NarrationL'arrière-plan historique porte sur la visite du Pape au Brésil, mais ce point est à peine développé, et il s'agit plutôt d'un prétexte pour raconter l'histoire, qui se déroule en fait par le biais de la voix off d'un capitaine des forces d'élite de la police qui est sur le bord de péter les plombs dans son travail, et qui cherche un remplaçant, a priori soit un étudiant à mi-temps défendant un idéal de justice, soit un guerrier-né en manque d'action. Cette voix off est tout à fait essentielle, car ainsi la complexité du rapport des policiers avec les favelas est mise à nue. En gros, il y a trois types de policiers : les corrompus (qui utilisent ainsi le système contre lui-même), les justes (qui se font souvent tuer pour l'occasion, ou bien se font rembarrer par leur chef car ils font trop bien leur boulot), ou ceux qui ferment les yeux (les gros lâches autrement dit, ou les idéalistes dont la vision ne concorde pas avec l'exigence de la réalité). Mais les corrompus sont les plus nombreux.

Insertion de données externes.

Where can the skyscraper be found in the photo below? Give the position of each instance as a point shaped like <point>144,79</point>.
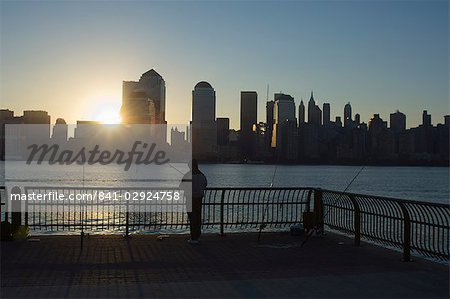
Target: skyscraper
<point>284,110</point>
<point>144,101</point>
<point>223,131</point>
<point>301,113</point>
<point>347,115</point>
<point>249,104</point>
<point>311,109</point>
<point>357,119</point>
<point>269,123</point>
<point>204,126</point>
<point>426,119</point>
<point>326,114</point>
<point>398,122</point>
<point>314,112</point>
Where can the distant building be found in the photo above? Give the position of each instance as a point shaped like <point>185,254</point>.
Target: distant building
<point>426,119</point>
<point>144,101</point>
<point>314,112</point>
<point>269,124</point>
<point>398,122</point>
<point>177,138</point>
<point>338,122</point>
<point>249,106</point>
<point>204,127</point>
<point>223,131</point>
<point>301,113</point>
<point>357,119</point>
<point>284,112</point>
<point>326,114</point>
<point>88,130</point>
<point>382,142</point>
<point>59,134</point>
<point>347,115</point>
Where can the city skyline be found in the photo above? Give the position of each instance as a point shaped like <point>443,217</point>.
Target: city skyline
<point>380,56</point>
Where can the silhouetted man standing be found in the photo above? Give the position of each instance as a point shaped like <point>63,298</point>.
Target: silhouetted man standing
<point>199,184</point>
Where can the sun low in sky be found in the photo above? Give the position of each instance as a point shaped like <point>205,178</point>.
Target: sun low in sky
<point>72,56</point>
<point>104,109</point>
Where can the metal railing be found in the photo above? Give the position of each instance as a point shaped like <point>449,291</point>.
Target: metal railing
<point>237,209</point>
<point>412,226</point>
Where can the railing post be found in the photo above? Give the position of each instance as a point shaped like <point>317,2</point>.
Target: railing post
<point>406,233</point>
<point>318,209</point>
<point>308,205</point>
<point>222,212</point>
<point>127,220</point>
<point>356,220</point>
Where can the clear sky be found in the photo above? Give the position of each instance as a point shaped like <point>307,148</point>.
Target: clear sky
<point>70,58</point>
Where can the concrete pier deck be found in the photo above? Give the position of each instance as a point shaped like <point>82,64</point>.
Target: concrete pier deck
<point>231,266</point>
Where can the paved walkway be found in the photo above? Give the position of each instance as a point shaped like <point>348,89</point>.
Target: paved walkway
<point>231,266</point>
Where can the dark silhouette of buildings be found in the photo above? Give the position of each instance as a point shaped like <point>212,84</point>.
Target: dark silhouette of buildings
<point>204,126</point>
<point>223,131</point>
<point>144,101</point>
<point>249,106</point>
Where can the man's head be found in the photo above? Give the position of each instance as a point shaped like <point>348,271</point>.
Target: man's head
<point>194,164</point>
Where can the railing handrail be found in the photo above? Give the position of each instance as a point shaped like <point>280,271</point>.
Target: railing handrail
<point>391,199</point>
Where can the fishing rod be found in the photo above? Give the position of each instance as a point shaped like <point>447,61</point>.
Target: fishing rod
<point>334,202</point>
<point>263,225</point>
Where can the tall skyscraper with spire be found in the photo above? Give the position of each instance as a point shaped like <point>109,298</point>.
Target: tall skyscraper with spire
<point>314,112</point>
<point>347,115</point>
<point>144,101</point>
<point>326,114</point>
<point>204,125</point>
<point>301,113</point>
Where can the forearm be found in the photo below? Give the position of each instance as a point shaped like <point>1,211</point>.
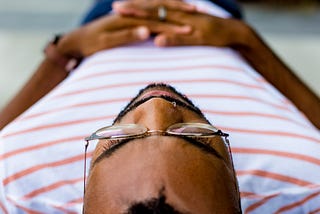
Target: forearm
<point>263,59</point>
<point>46,77</point>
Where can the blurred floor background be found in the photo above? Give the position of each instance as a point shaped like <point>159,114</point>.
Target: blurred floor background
<point>292,30</point>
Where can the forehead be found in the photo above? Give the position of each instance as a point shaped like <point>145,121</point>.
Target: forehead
<point>143,166</point>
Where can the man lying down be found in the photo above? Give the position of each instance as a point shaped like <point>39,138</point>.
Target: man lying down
<point>220,125</point>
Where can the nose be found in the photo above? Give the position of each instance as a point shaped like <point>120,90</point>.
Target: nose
<point>159,114</point>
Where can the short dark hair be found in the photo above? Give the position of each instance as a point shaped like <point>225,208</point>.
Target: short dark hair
<point>153,206</point>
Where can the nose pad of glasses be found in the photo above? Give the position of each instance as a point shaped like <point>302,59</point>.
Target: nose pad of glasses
<point>159,114</point>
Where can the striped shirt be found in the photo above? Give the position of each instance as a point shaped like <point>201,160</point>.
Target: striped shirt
<point>275,148</point>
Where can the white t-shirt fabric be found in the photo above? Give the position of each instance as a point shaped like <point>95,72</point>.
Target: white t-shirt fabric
<point>275,148</point>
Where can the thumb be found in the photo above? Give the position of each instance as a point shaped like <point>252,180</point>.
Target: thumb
<point>127,36</point>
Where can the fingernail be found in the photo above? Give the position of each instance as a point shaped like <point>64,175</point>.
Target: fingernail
<point>160,41</point>
<point>142,33</point>
<point>117,4</point>
<point>184,29</point>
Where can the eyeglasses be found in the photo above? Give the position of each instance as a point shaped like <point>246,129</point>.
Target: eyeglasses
<point>131,131</point>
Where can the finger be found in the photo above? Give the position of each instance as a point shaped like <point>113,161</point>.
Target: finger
<point>125,36</point>
<point>142,9</point>
<point>163,27</point>
<point>165,40</point>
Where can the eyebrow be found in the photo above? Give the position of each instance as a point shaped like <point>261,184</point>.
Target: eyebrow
<point>203,147</point>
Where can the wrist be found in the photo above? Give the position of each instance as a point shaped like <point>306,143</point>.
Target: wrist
<point>60,57</point>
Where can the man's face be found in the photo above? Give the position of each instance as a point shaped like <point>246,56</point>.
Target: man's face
<point>193,180</point>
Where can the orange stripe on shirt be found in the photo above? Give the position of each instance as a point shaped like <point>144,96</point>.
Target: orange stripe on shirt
<point>255,114</point>
<point>256,205</point>
<point>271,133</point>
<point>162,70</point>
<point>153,59</point>
<point>277,153</point>
<point>35,168</point>
<point>40,146</point>
<point>3,208</point>
<point>50,187</point>
<point>299,203</point>
<point>54,125</point>
<point>93,103</point>
<point>121,85</point>
<point>315,211</point>
<point>275,176</point>
<point>26,210</point>
<point>237,97</point>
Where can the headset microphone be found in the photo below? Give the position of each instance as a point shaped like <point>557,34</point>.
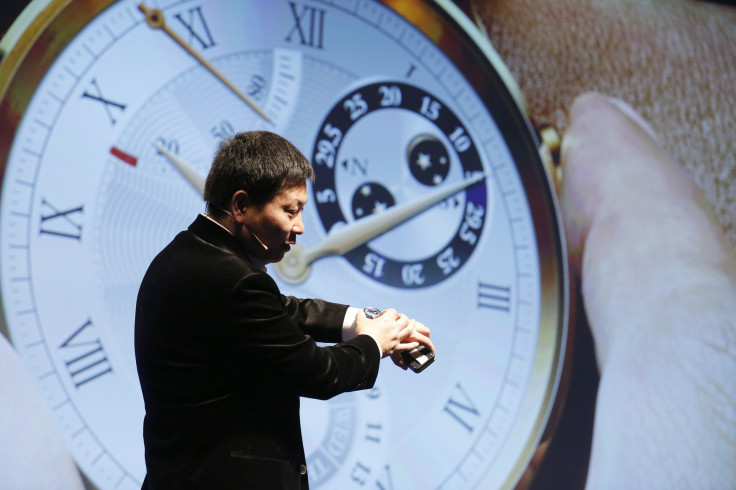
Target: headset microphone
<point>217,206</point>
<point>256,237</point>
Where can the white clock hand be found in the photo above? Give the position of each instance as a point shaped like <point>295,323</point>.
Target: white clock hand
<point>295,266</point>
<point>187,171</point>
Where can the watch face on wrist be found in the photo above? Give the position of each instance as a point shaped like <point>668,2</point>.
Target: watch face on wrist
<point>430,198</point>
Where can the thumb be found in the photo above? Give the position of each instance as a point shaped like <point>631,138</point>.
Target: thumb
<point>638,229</point>
<point>658,281</point>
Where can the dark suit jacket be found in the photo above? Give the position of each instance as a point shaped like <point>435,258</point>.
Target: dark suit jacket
<point>223,358</point>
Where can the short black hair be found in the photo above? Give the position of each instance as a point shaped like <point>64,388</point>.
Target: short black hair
<point>259,162</point>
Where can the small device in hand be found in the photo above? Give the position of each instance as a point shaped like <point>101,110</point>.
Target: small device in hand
<point>418,359</point>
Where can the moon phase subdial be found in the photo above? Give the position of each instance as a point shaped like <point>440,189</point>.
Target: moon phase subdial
<point>422,147</point>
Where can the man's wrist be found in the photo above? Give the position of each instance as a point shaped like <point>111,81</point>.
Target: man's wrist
<point>350,324</point>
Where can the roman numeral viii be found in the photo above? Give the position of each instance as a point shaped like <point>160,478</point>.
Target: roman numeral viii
<point>84,356</point>
<point>66,223</point>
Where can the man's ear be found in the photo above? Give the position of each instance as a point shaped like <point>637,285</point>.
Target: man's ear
<point>240,202</point>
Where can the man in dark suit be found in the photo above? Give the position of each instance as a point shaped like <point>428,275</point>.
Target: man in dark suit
<point>222,355</point>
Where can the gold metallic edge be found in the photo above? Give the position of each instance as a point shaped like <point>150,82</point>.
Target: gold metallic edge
<point>555,330</point>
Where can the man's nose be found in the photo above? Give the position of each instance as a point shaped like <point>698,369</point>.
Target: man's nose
<point>299,225</point>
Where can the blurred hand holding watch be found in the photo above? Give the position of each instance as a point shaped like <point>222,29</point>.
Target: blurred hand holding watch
<point>417,359</point>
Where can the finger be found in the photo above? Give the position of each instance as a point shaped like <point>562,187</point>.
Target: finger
<point>629,208</point>
<point>403,346</point>
<point>659,289</point>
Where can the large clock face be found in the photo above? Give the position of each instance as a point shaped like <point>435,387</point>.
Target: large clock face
<point>430,197</point>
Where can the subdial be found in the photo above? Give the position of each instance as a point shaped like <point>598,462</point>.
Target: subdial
<point>424,151</point>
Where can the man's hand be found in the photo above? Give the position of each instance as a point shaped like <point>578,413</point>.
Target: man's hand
<point>419,335</point>
<point>658,283</point>
<point>389,329</point>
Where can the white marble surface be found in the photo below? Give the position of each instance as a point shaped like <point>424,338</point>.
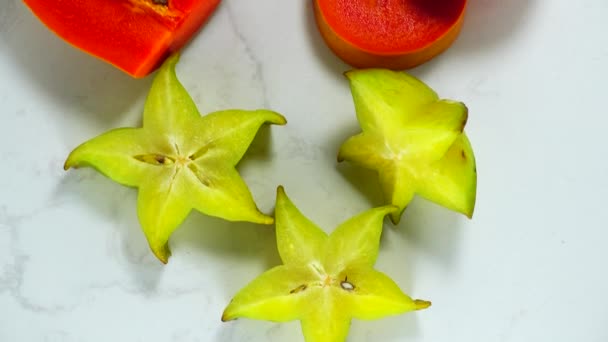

Pour revenir aux candidats au remplacement du capitaine, ces derniers permettent de brasser deux réalités différentes. Ainsi, l'étudiant nous permet de comprendre la différence entre la théorie et la pratique : en théorie, la justice doit être rendue. Mais en en même temps le soubassement du système judiciaire est critiqué en prenant appui intelligemment sur Michel Foucault dans
Surveiller et punir, qui prédisait (je rajoute ce commentaire au film) que la suite logique des sociétés de contrôle impliquerait la disparition des frontières physiques au sein des zones urbaines. Or, elles n'ont jamais été aussi fortes à Rio de Janeiro, et les étudiants bien-pensants eux-mêmes participent au financement des narcotiques et du cycle de la violence, que seuls les policiers peuvent arrêter (un mal nécessaire ? Il n'y a pas d'avis tranché de la part du metteur en scène). Et de son côté, le second candidat est une tête brûlée, qui n'hésite pas à foncer dans le tas, mais manque d'intelligence sur le terrain, risquant ainsi sa vie et celle des autres. Dommage que ce personnage ne soit pas davantage développé, mais au moins on réalise quel genre de couilles il faut avoir pour réussir le stage du groupe d'élite des policiers. L'intensité et la barbarie de l'entraînement sont d'ailleurs admirablement reproduits, le plus déshumanisant que je connais depuis celui de
Full Metal Jacket.
Au delà de la critique sociale, l'étudiant et le capitaine restituent bien, sans tomber dans le pathos, la difficulté à concilier travail et vie privée, d'autant plus que le premier est animé par des idéaux qui ne permettront aucune compromission avec ses amis étudiants qui ont un lien, même indirect, avec les gangs. Ces derniers permettent d'ailleurs la présence d'ONG - organisation destinée aux personnes en situation de précarité - tenue par ces ces mêmes personnes, car elles favorisent en fait leurs intérêts, à l'insu de ces derniers, en présentant un monde bipolaire : les policiers fascistes et les pauvres de la cité.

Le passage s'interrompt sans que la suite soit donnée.